If I wanted a sly reaction, I could point to the UK inflation rate over the past 3 years. In the event that that price rise was due to a supply shock such as the Ukraine War, let’s look at wage inflation, a variable closely related to demand conditions:

That doesn’t look like sound fiscal policy. Money was very tight in 2008 and it was very easy in 2021. I don’t always agree with Tim Congdon, but as I recall he made both of those criticisms. in the middle real time.

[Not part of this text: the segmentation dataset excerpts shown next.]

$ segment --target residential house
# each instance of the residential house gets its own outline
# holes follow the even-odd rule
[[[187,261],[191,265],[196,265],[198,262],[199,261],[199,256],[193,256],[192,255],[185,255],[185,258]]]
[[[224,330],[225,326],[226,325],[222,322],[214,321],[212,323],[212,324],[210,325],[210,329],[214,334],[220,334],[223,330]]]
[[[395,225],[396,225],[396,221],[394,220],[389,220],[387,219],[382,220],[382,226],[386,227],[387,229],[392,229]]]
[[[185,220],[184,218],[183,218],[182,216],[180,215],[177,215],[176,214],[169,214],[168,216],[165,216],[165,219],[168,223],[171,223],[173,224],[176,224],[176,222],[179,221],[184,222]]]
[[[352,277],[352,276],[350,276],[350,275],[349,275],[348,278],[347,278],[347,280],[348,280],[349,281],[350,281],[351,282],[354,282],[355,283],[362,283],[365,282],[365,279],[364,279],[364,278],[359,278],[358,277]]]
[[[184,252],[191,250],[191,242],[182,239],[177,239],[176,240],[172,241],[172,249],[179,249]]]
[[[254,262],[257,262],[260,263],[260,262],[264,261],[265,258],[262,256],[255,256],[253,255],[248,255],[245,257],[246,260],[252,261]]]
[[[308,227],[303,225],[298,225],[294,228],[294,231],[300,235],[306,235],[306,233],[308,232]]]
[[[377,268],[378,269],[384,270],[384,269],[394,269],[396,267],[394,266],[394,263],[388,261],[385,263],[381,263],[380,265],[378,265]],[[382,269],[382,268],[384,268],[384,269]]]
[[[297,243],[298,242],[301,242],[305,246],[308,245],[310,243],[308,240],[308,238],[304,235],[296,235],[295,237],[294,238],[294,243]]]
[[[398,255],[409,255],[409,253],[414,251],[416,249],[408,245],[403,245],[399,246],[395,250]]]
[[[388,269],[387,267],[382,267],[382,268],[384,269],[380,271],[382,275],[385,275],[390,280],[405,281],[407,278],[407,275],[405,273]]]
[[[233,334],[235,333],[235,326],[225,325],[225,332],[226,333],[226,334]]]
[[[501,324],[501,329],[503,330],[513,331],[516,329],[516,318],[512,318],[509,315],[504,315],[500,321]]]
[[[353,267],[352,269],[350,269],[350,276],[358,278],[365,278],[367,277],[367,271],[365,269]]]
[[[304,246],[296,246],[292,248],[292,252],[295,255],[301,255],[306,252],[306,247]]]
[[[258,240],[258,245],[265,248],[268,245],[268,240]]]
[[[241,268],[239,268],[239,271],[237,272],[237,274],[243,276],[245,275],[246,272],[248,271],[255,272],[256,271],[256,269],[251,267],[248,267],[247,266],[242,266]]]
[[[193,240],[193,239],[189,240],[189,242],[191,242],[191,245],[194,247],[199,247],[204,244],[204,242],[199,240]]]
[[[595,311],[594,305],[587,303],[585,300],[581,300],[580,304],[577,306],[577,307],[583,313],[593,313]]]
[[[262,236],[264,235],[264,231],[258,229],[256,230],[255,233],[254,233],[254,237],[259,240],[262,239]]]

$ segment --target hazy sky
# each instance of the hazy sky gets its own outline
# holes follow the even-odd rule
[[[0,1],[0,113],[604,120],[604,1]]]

In contrast to FT, The Economist recognizes the value of having a diverse range of views when formulating policy:

In the 2000s researchers conducted experiments on economics students at the London School of Economics, Princeton University and the University of California. They used a simple computer-driven economic model, which dealt with random shocks. Students had to answer by moving interest rates, and score points on how well they kept unemployment at 5% and inflation at 2% across 20 currency areas. In all cases the committees trumped the individuals. Indeed, a large body of empirical work suggests that well-run committees facilitate the smoothing of extremist views, discourage poor judgment and provide greater receptivity to both political and personal pressure.

I suggested (in chapter 5) to expand the FOMC from 12 members to 8.2 billion (potential) members. Let anyone bet that NGDP will rise below 3% or above 5%, and the Fed takes the other side of the bet.